# Creating and Manipulating NumPy Arrays

## Numpy

[NumPy](https://numpy.org/) is one of the most commonly used packages in Python. It contains functionality which allows large amounts of data to be handled easily and efficiently.

Numpy gives access to complex, high-quality code which you can use in your projects. Using this can save a large amount of time compared to writing code yourself to produce the same results.

In addition, the code used in NumPy contains a lot of code written in the programming language C, which is significantly more computationally efficient that Python, allowing it to be faster than even the most well-written Python code could possibly be. The complexities of the interfaces between Python and C is hidden inside the package, meaning we don't need to worry about the complexities of how the interface works.

Due to the ease of use and the speed of Numpy, it's widely used in a variety of different applications and disciplines.

## Arrays

One of the most important constructs in NumPy is the ```array```. An array is an arrangements of data in one or more dimensions. A one-dimensional array is similar to a list in some ways.

To create an array, we first need to import the NumPy module into our code. When we do this, it is common to give it the alias ```np```. We can then create an array by writing ```np.array()``` and providing a sequence (such as a list or tuple) of values.

In [None]:
import numpy as np

my_array = np.array([1, 2, 3])

Once we create an array, we cannot change its size or shape. As we'll see later though, we can change the values stored in the array.

## Printing Arrays

We can print arrays as normal using the print statement:

In [None]:
print(my_array)

print([1, 2, 3])

Note that, when we print an array, it is printed within square brackets and without commas separating values, whilst a list is printed with commas. This allows us to easily distinguish these data types when they're printed.

### Array Data Types

The elements of an array must all the same type. So we can create an array of strings or bools:

In [None]:
import numpy as np

string_array = np.array(["str1", "str2"])
print(string_array)

bool_array = np.array([True, False])
print(bool_array)

However, if we try to define an array with a mixture of types, NumPy will try to convert some or all of the values so that all values have the same type.

In [None]:
import numpy as np

mixed_array = np.array([1, 1.2])
print(mixed_array) # Both values are converted to floats

mixed_array2 = np.array([4, "str"])
print(mixed_array2) # Both values are converted to strings

We can check the type of data stored in an array using the ```dtype``` property:

In [None]:
import numpy as np

array1 = np.array([1, 2])
print(array1.dtype)

array2 = np.array([True, False])
print(array2.dtype)

array3 = np.array(["1", "2"])
print(array3.dtype)

array4 = np.array(["1234567890", "2"])
print(array4.dtype)

array5 = np.array([1.0, -2.0])
print(array5.dtype)

Note that the data types reported are different to normal Python data types - these are the types in the underlying C code which NumPy uses to store the data. For instance, ```int64``` describes as 64-bit integer, ```<U1``` describes a one-character string and ```float64``` describes a 64 bit float. The conversion to C data types allows for NumPy to more efficiently execute many operations directly in the underlying compiled C code of NumPy.
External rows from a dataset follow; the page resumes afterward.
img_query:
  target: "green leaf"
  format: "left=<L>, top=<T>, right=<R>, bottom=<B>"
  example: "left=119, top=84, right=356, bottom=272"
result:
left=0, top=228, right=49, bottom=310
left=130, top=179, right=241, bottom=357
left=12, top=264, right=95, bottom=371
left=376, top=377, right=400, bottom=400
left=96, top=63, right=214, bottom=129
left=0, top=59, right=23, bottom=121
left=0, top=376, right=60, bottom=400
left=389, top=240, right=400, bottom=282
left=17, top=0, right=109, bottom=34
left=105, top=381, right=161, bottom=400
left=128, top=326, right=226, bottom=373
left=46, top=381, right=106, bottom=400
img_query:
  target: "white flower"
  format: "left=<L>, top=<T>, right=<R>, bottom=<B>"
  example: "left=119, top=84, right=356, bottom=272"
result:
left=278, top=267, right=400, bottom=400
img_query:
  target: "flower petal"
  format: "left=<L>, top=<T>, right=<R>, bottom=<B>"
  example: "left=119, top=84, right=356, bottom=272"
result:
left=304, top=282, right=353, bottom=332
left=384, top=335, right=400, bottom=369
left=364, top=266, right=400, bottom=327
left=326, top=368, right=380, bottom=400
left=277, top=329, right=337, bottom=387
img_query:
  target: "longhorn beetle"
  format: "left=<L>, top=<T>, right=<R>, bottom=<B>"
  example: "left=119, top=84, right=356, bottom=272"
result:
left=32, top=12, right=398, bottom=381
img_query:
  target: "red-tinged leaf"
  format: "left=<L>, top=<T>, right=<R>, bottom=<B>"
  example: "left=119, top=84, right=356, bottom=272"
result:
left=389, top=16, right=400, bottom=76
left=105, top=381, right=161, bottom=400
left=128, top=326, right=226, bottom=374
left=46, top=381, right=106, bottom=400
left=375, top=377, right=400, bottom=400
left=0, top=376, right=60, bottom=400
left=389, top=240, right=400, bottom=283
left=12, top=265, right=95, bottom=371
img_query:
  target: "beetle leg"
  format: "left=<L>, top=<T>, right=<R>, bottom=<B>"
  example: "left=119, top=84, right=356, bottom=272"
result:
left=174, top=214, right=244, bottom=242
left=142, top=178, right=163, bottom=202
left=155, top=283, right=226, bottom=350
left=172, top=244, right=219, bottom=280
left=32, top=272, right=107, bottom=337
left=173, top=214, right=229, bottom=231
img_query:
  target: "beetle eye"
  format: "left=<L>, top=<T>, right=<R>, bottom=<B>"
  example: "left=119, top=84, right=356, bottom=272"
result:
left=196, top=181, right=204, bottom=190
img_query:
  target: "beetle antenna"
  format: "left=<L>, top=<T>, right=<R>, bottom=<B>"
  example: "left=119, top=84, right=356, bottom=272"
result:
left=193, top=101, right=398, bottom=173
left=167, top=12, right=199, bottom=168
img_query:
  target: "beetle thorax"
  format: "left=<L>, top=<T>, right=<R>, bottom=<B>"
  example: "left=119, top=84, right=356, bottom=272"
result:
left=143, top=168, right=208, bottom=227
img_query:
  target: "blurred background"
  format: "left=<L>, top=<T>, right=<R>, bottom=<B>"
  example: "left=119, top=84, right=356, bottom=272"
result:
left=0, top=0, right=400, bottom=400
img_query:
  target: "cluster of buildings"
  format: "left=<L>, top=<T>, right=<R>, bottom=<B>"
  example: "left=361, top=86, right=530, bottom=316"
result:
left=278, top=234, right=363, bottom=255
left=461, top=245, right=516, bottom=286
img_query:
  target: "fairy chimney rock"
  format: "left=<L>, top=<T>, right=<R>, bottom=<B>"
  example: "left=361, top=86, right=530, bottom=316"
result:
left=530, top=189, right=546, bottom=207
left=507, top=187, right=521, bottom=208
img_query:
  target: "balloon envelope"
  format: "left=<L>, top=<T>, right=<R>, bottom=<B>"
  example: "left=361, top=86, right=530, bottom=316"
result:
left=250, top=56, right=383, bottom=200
#### Non-C Types and Mixed Arrays

It is also possible to create a Numpy array with the data type of ```object``` which can hold referenced to Python objects of a mixture of any types, including ones which do not have an implementation in C.

In [None]:
import numpy as np

# Define a very simple class
# If you're not familiar with user-defined classes, don't worry about this too much
class MyClass:
    x = 1

# Define a simple function
def my_func():
    return(1)

# Create an array containing an instance of our class and a reference to our function
mixed_array = np.array([MyClass(), my_func])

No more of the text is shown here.